We rode for the most part without conversation along the rough, sun-baked road, the ruts of which had here and there been trampled into fine dust by the feet of the soldiers marching before. When we passed houses near the highway, women and children came to the doors to watch us; other women and children we could see working in the gardens or among the rows of tall corn. But save for now and then an aged gaffer, sitting in the sunshine with his pipe, there were no men. All those who could bear a musket were gone to meet the invasion. Two years of war in other parts had drained the Valley of many of its young men, who could not bear peace at home while there were battles at the North or in the Jerseys, and were serving in every army which Congress controlled, from Champlain and the Delaware to Charleston. And now this levy for home defence had swept the farms clean.

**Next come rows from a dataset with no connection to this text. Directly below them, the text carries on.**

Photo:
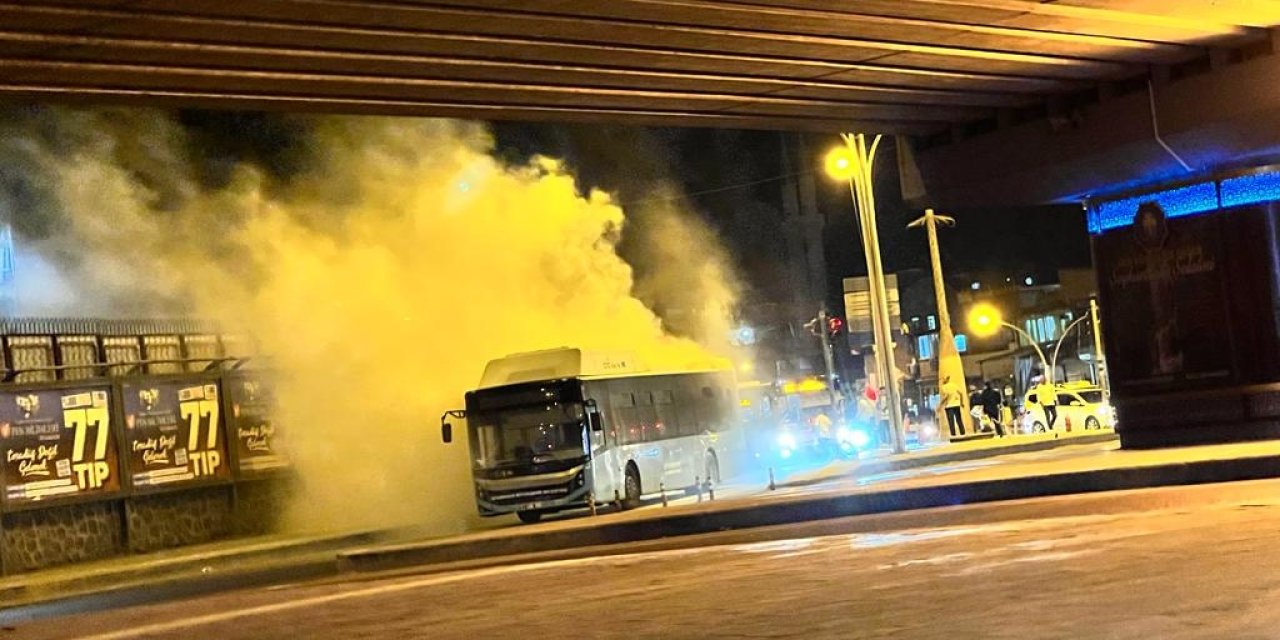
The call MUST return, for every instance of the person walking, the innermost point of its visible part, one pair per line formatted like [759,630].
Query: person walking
[1047,398]
[951,396]
[991,402]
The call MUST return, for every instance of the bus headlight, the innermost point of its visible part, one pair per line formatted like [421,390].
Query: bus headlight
[855,437]
[786,442]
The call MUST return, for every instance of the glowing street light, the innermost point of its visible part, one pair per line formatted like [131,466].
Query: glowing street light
[986,320]
[853,163]
[841,163]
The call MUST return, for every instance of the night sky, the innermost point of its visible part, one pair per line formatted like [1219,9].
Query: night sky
[730,178]
[734,181]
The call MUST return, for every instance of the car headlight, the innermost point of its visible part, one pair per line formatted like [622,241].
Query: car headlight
[855,437]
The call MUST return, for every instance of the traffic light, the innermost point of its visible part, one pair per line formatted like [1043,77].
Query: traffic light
[835,324]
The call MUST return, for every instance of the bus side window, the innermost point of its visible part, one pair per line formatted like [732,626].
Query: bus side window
[645,417]
[707,407]
[625,410]
[664,410]
[686,412]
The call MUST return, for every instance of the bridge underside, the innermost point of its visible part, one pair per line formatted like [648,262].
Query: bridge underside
[963,76]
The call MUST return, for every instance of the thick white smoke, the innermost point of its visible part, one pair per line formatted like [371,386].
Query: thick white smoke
[380,279]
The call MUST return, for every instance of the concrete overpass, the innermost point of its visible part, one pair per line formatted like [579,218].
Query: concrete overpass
[1020,83]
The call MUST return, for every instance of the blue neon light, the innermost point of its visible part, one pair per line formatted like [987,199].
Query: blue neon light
[1249,190]
[1189,200]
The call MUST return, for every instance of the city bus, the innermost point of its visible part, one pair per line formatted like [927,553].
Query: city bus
[561,429]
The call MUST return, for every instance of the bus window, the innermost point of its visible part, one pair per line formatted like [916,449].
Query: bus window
[664,411]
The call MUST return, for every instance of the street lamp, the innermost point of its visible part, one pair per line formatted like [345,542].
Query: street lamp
[853,161]
[986,320]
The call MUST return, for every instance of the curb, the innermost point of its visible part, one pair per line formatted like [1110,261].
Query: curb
[886,466]
[1096,504]
[810,508]
[32,589]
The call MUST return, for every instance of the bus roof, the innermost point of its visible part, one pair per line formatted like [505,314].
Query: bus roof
[574,362]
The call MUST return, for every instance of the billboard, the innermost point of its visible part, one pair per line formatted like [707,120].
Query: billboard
[252,428]
[1165,284]
[58,443]
[173,432]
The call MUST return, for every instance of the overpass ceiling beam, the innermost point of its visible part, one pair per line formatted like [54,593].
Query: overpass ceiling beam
[280,59]
[1216,119]
[240,19]
[342,40]
[1134,21]
[214,81]
[845,19]
[457,109]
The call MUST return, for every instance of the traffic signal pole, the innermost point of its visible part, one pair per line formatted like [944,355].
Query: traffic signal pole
[949,357]
[860,186]
[824,336]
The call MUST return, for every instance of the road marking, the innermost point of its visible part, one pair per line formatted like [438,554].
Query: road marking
[167,627]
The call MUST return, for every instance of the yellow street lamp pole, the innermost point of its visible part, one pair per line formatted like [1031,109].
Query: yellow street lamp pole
[853,163]
[949,357]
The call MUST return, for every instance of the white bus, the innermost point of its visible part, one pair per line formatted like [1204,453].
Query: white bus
[551,430]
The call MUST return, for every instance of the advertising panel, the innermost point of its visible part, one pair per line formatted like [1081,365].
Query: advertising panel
[56,443]
[173,432]
[1165,286]
[257,443]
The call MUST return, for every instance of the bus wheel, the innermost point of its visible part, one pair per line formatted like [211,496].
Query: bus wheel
[631,485]
[712,467]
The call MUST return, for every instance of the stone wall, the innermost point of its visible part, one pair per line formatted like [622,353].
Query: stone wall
[58,535]
[177,519]
[260,504]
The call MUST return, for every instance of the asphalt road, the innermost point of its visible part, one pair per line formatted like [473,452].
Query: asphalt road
[1192,571]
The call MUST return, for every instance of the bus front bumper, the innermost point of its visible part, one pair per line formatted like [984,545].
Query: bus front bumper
[556,492]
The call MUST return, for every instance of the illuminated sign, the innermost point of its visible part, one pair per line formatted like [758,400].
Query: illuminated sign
[173,432]
[252,428]
[56,443]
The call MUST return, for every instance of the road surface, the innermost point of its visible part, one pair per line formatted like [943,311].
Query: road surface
[1208,571]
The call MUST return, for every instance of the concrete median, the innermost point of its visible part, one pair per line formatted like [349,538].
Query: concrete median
[746,515]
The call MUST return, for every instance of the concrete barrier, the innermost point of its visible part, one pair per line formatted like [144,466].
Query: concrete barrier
[791,510]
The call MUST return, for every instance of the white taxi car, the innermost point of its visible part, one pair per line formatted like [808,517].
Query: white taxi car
[1079,406]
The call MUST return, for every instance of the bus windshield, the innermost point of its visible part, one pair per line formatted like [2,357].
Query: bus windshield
[517,434]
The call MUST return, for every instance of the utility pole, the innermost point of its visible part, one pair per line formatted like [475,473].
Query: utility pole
[824,336]
[1098,359]
[949,359]
[854,163]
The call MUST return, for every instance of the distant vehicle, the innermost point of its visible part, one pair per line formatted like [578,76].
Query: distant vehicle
[1079,405]
[799,423]
[560,429]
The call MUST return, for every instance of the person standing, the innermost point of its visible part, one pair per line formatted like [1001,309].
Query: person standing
[951,396]
[991,407]
[1047,398]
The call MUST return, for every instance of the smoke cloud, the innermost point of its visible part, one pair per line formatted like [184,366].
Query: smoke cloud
[380,275]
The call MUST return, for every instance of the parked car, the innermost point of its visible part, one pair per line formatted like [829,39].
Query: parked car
[1079,406]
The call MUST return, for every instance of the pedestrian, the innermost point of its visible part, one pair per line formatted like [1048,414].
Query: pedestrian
[951,397]
[1047,398]
[991,402]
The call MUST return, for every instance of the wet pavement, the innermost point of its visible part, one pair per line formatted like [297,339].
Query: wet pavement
[1192,571]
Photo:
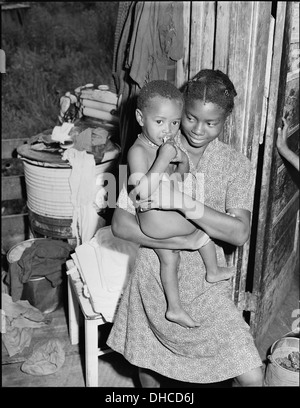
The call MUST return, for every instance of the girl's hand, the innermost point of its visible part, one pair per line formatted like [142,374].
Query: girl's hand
[165,197]
[281,142]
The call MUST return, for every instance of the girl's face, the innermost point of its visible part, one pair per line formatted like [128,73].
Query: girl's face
[160,119]
[202,122]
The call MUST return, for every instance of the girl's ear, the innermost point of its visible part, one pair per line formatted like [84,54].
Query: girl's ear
[139,117]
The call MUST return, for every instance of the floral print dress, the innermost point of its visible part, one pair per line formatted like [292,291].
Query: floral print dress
[222,347]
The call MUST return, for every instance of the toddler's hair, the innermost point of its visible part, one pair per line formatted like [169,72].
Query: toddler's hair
[158,87]
[213,86]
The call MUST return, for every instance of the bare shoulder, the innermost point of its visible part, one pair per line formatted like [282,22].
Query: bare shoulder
[137,149]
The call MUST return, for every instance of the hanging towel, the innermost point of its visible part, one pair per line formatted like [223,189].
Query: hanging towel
[82,183]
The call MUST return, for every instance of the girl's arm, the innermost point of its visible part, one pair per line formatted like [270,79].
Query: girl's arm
[283,148]
[234,230]
[124,225]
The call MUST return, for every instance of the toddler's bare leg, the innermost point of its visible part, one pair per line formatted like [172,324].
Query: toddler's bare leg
[214,273]
[169,261]
[164,224]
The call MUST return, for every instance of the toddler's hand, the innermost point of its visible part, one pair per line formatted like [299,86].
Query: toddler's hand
[168,150]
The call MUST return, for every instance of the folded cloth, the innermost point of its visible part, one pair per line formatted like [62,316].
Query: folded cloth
[43,258]
[105,263]
[61,133]
[47,358]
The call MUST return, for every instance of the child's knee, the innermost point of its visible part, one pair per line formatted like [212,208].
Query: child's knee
[168,258]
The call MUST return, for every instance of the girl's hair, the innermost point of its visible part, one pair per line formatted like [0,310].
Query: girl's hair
[161,88]
[211,86]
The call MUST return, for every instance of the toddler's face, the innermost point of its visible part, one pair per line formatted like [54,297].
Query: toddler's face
[160,120]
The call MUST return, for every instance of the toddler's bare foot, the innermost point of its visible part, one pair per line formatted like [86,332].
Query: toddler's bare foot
[181,317]
[222,273]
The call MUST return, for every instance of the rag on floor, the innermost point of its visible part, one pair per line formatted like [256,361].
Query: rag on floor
[82,181]
[47,357]
[43,258]
[18,320]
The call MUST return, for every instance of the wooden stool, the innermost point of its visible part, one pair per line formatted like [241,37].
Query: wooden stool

We had late dinner, I remember, at the house of stout old Peter Wormuth, near the Palatine church. Both he and his son Matthew--a friend of mine from boyhood, who was to survive Oriskany only to be shot down near Cherry Valley next year by Joseph Brant--had of course gone forward with the Palatine militia. The women gave us food and drink, and I recall that Matthew's young wife, who had been Gertrude Shoemaker and was General Herkimer's niece, wept bitterly when we left, and we shouted back to her promises to keep watch over her husband. It is curious to think that when I next saw this young woman, some years later, she was the wife of Major John Frey.

It was a stiff ride on to overtake the stalwart yeomen of our regiment, which we did not far from a point opposite the upper Canajoharie Castle. The men had halted here, weary after their long, hot march, and were sprawling on the grass and in the shade of the bushes. The sun was getting low on the distant hills of the Little Falls, and there came up a refreshing stir of air from the river. Some were for encamping here for the night; others favored going on to the Falls. It annoyed me somewhat to find that this question was apparently to be left to the men themselves, Colonel Visscher not seeming able or disposed to decide for himself.